The Quakers have seen injury, a double-overtime loss by three and offensive struggles. But in the end, they are No.1.
Guilford’s 63-57 victory at Bridgewater College on Feb. 18, was their 20th of the year and cemented their spot at the top of the Old Dominion Athletic Conference for the first time since 2009.
“Being a senior, it is a huge accomplishment to have the number one seed,” said team captain and point guard Zachary Houston. “All that matters now is the ODAC tournament. We just have to take each game one at a time, play as hard as possible and lay it all out on the court.”
Several Quakers earned individual accolades in the conference. Houston was named ODAC/Virginia Farm Bureau Insurance Men’s Basketball Scholar-Athlete of the Year for the second year in a row while also earning third team all-ODAC honors. Sophomore forward Alston Thompson also received third team honors, while the team’s top scorer, sophomore guard Carson Long, received first team recognition.
Head coach Tom Palombo earned the Bob Johnson Coach of the Year award. This is his fourth time receiving the honor, tied for most all-time in the conference.
They began the season with a shaky win over crosstown rival Greensboro College, 62-59. The Quakers shot a measly 26.5 percent from the field but made up for it with effort on the glass, collecting a season high 70 rebounds. They began to find their rhythm in the next game, earning a commanding win over University of Texas at Dallas in the first round of the Guilford College Invitational.
The Quakers took on the, at the time, 15th ranked team in the nation, Emory University, in the Guilford College Invitational championship. A long fought battle, the Eagles came out with a 69-66 victory over the Quakers in double overtime.
“I will say that, after the Emory game,…you could tell we had a group that did not want to lose, and they would do anything to win,” said assistant coach Ronnie Thomas.
And win they did.
Through both December and January, the Quakers lost only two games, largely due to strong work on defense and on the glass.
“We try to hang our hat on rebounding the basketball and playing team defense,” said Thomas. “(We) really try to focus on those two things the most.”
The Quakers lead the conference in rebounding with 41.9 rebounds per game and points allowed only sacrificing 61.5 points per game. Thompson ranks fourth in the ODAC with 7.9 rebounds per game, while Houston ranks fifth with 7.7.
On Feb. 6, the Quakers finally broke the D3hoops.com top 25 poll, ranking 22nd after looking in from the outside for ten weeks. The glory was short lived, however, as they dropped a road game to conference rival Roanoke College two days later. The Quakers were without sophomore forward Marcus Curry who had been recovering from a foot injury. Curry leads the team currently in field goal percentage, playing a major role in the team’s offense.
In that game, senior guard Michael Reiney hit Guilford’s lone three-pointer, while the team gave up 18 threes to their opponent.

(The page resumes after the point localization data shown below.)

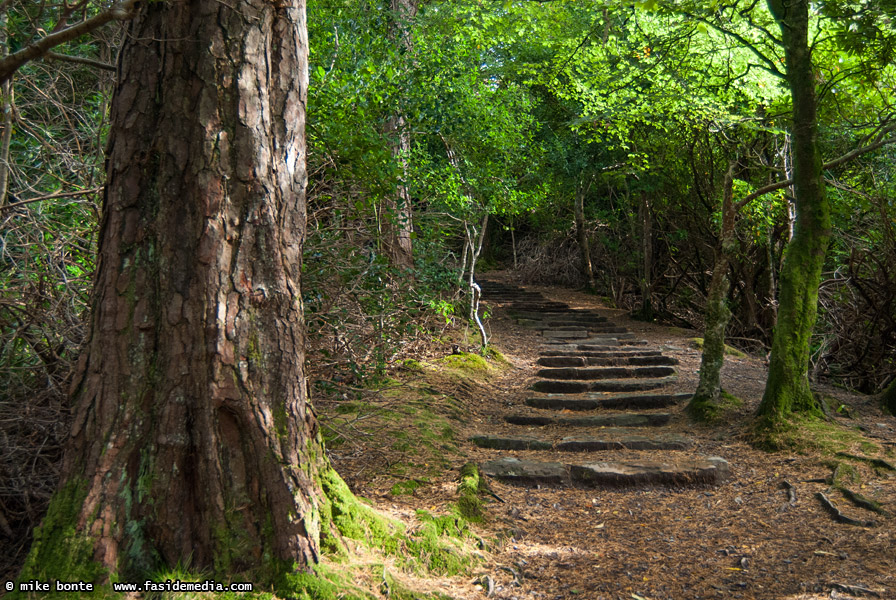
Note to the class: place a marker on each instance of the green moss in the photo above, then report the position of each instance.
(729, 350)
(492, 353)
(469, 504)
(59, 550)
(406, 488)
(325, 583)
(435, 545)
(465, 362)
(803, 433)
(412, 365)
(343, 512)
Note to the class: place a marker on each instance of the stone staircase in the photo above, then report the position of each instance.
(600, 394)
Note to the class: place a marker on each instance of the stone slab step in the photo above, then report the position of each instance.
(589, 373)
(591, 361)
(640, 419)
(562, 348)
(610, 352)
(565, 334)
(602, 340)
(553, 386)
(695, 471)
(609, 440)
(594, 321)
(596, 401)
(504, 442)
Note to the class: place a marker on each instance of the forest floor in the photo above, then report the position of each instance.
(763, 534)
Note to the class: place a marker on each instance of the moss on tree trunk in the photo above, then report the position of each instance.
(787, 389)
(193, 442)
(704, 405)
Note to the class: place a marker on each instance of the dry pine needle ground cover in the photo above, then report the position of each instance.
(764, 534)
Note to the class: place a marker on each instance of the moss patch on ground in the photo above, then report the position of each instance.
(809, 434)
(729, 350)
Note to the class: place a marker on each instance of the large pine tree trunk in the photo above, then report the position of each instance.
(192, 440)
(787, 390)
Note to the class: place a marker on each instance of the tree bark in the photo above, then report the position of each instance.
(192, 439)
(705, 402)
(787, 390)
(582, 236)
(888, 397)
(399, 221)
(646, 222)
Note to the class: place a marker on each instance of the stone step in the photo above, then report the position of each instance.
(640, 419)
(583, 321)
(565, 334)
(561, 349)
(539, 306)
(589, 373)
(604, 353)
(609, 439)
(591, 361)
(601, 340)
(569, 313)
(597, 401)
(693, 471)
(553, 386)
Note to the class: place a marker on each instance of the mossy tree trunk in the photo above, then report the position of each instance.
(889, 397)
(704, 404)
(582, 237)
(192, 441)
(787, 390)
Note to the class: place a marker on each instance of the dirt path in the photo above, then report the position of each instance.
(746, 537)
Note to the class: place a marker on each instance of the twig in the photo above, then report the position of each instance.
(791, 492)
(52, 197)
(856, 590)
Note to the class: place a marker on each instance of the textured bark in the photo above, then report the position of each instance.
(192, 440)
(787, 390)
(706, 399)
(582, 236)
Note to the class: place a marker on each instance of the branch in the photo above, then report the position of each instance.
(120, 11)
(828, 165)
(80, 60)
(52, 197)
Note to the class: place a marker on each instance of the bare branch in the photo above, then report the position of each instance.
(828, 165)
(79, 60)
(120, 11)
(51, 197)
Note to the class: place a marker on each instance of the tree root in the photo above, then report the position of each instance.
(863, 502)
(877, 462)
(839, 516)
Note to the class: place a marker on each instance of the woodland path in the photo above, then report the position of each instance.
(594, 368)
(588, 513)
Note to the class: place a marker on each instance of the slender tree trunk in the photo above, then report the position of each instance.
(705, 402)
(399, 222)
(6, 108)
(888, 398)
(582, 235)
(647, 258)
(787, 390)
(192, 440)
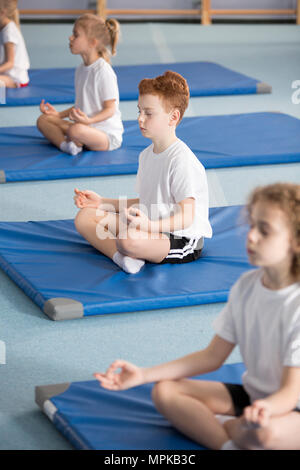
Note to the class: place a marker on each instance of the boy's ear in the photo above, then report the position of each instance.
(174, 116)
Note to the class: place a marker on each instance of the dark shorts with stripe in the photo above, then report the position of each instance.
(240, 398)
(183, 250)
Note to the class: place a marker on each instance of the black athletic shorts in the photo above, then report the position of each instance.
(183, 250)
(240, 398)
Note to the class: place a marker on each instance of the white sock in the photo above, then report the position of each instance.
(230, 445)
(128, 264)
(70, 147)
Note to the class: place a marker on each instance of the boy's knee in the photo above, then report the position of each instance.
(265, 437)
(126, 246)
(162, 392)
(41, 120)
(75, 131)
(82, 218)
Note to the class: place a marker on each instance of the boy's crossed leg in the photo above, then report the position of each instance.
(128, 247)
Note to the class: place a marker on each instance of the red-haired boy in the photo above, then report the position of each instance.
(169, 220)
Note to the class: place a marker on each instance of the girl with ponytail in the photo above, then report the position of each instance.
(14, 60)
(95, 120)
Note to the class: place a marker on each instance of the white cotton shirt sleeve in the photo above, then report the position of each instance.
(224, 325)
(292, 335)
(95, 84)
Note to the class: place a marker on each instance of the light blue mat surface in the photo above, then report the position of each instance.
(56, 85)
(92, 418)
(217, 141)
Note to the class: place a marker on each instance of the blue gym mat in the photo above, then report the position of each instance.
(204, 79)
(218, 142)
(67, 278)
(93, 418)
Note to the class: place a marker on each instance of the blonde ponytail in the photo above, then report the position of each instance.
(113, 27)
(11, 9)
(105, 31)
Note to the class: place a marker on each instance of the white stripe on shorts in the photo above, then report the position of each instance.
(186, 250)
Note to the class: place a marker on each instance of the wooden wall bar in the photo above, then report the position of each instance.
(206, 12)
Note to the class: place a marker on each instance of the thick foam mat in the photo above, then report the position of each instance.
(204, 79)
(217, 141)
(91, 417)
(67, 278)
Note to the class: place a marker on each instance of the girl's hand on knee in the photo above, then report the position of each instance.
(87, 198)
(258, 413)
(47, 108)
(77, 115)
(128, 377)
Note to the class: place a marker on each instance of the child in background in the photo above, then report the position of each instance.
(169, 220)
(14, 61)
(95, 120)
(262, 316)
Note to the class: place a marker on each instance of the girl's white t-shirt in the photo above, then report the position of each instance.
(167, 178)
(19, 72)
(265, 324)
(95, 84)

“I think we had a few (games) get away from us this year,” said Houston. “Every game is tough in this league, and you have to be on your ‘A-game’ every night. Some of these games, we struggled to play up to our abilities, and it cost us.”

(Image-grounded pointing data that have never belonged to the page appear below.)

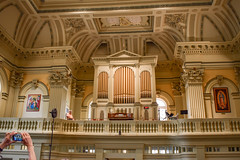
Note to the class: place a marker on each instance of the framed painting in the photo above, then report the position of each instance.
(221, 100)
(33, 103)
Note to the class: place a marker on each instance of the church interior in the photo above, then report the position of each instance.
(129, 79)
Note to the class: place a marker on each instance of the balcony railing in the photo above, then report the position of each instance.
(157, 128)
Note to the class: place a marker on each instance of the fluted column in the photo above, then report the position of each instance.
(3, 104)
(15, 83)
(59, 82)
(177, 93)
(194, 92)
(76, 99)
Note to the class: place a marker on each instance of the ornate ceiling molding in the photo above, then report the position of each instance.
(207, 48)
(91, 5)
(43, 53)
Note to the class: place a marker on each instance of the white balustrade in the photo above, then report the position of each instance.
(174, 127)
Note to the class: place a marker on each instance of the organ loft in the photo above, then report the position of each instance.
(124, 87)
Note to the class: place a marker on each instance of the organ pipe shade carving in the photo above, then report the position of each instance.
(145, 82)
(103, 85)
(124, 85)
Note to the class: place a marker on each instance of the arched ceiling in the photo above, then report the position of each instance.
(96, 28)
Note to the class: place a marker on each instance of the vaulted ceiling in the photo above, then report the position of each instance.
(94, 28)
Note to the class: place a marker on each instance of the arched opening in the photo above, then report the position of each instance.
(90, 111)
(162, 108)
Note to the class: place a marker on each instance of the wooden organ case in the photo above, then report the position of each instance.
(124, 83)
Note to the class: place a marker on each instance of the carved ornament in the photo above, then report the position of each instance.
(176, 21)
(73, 25)
(16, 79)
(193, 75)
(60, 79)
(176, 88)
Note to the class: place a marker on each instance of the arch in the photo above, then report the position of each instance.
(28, 86)
(145, 84)
(29, 89)
(103, 85)
(3, 80)
(88, 99)
(3, 90)
(86, 111)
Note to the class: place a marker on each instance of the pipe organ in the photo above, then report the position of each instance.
(124, 84)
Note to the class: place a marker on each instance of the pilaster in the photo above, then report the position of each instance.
(15, 83)
(59, 82)
(177, 93)
(3, 104)
(77, 96)
(194, 92)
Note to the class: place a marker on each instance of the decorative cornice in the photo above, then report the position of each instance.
(176, 88)
(193, 75)
(207, 48)
(91, 6)
(77, 90)
(60, 79)
(177, 21)
(35, 83)
(16, 79)
(40, 53)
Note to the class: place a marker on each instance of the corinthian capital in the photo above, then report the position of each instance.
(176, 88)
(193, 75)
(16, 79)
(60, 79)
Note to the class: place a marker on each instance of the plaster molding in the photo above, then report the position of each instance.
(16, 79)
(77, 90)
(176, 88)
(193, 75)
(60, 79)
(207, 48)
(40, 53)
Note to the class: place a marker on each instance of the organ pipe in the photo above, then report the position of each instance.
(145, 83)
(124, 85)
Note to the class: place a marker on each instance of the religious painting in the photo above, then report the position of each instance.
(221, 100)
(33, 103)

Despite the struggles, Thomas applauded his team’s ability to work together in achieving their goals, where the next man up realizes he has to be ready to go.
“All the guys have been special,” said Thomas. “Each day, they make it fun. Every player has established their role in some way throughout the year that goes beyond just the games.
“Some roles are bigger than others, but they all hold equal value to the team.”
In the roller coaster month of February for the Quakers, they bounced back from Roanoke, taking down the then top seed in the ODAC, Randolph-Macon College on Feb. 11. Guilford won at home, 67-53.
With the regular season over, the ODAC tournament is the main focus.
“We have to win three games to win this tournament, but it takes a lot of effort, toughness and grit to win just one,” said Houston. “We have the ability to win the tournament, but we have to play our best basketball each game to have a chance to win.”